La expresión de Kimura evidencia la angustia que le provoca esa idea.

—¿Qué quieres decir con eso?

—Me va a llamar a la hora a la que se supone que deberíamos llegar a cada una de las estaciones: Omiya, Sendai..., hasta llegar a Morioka. Para ver si estoy bien. Si no contesto y cree que me ha pasado algo malo...

—¿Quién es? ¿Uno de tus amigos?

—No, no. Como le dije antes, la gente hace cosas por muy distintas razones. A algunos les gustan las chicas, otros quieren dinero. Lo crea o no, hay adultos cuya concepción del bien y del mal está por completo atrofiada y son capaces de hacer prácticamente de todo.

—¿Y qué va a hacer tu secuaz?

—Al parecer, solía trabajar en una empresa de instrumental médico. No le costará nada inutilizar la máquina de la que depende la vida de su hijo.

—Y una mierda. No será capaz de hacer nada.

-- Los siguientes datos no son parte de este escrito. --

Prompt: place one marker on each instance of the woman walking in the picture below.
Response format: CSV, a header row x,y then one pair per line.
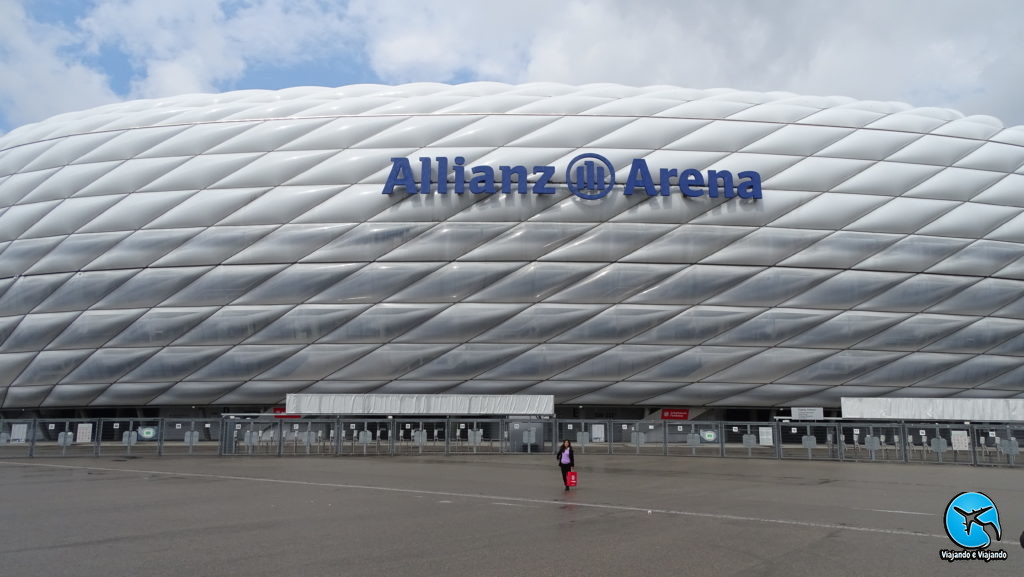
x,y
565,461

—Bueno, no lo sabremos hasta que lo intente. Como dije, está ubicado en un lugar muy cercano al hospital. Esperando la señal. Lo único que tengo que hacer es llamarlo y darle luz verde. Y si me llama, aunque no se trate de una de las llamadas acordadas al llegar a cada una de las estaciones, y el celular suena más de diez veces sin que lo conteste, también tendrá luz verde. Irá al hospital y comenzará a toquetear el respirador de su hijo.

—Vaya conjunto de reglas. Básicamente, todo son luces verdes. ¿Y si estamos en un lugar en el que tu celular no tiene cobertura?

—Han estado instalando antenas en los túneles de tren, así que no creo que eso suceda. Pero será mejor que rece para que no ocurra, por si acaso. De todas maneras, si intenta usted algo raro, me limitaré a no contestar el celular cuando me llame. Quizá baje del tren en Omiya, me vaya al cine y apague el celular un par de horas. Para cuando salga, algo terrible le habrá pasado al sistema de respiración artificial de su hijo.

—Estás mintiendo. — Kimura lo fulmina con la mirada.

—No estoy mintiendo. Siempre hablo por completo en serio. Creo que tal vez es usted quien intenta salirse con la suya.

Los dilatados orificios nasales de Kimura revelan que está a punto de explotar, pero al final parece caer en la cuenta de que no hay nada que pueda hacer. Su cuerpo rígido se relaja de golpe y se hunde en el asiento. La azafata llega a su altura con el carrito y el Príncipe aprovecha para comprar más bombones. Por alguna razón, la mujer no se da cuenta de que las manos y los pies de Kimura están atados. Al Príncipe le provoca una gran satisfacción verlo sentado a su lado con la boca cerrada y el rostro enrojecido.

—Debería estar prestándole atención a mi celular, señor Kimura. Si recibo una llamada y suena diez veces, el desenlace no le gustará nada.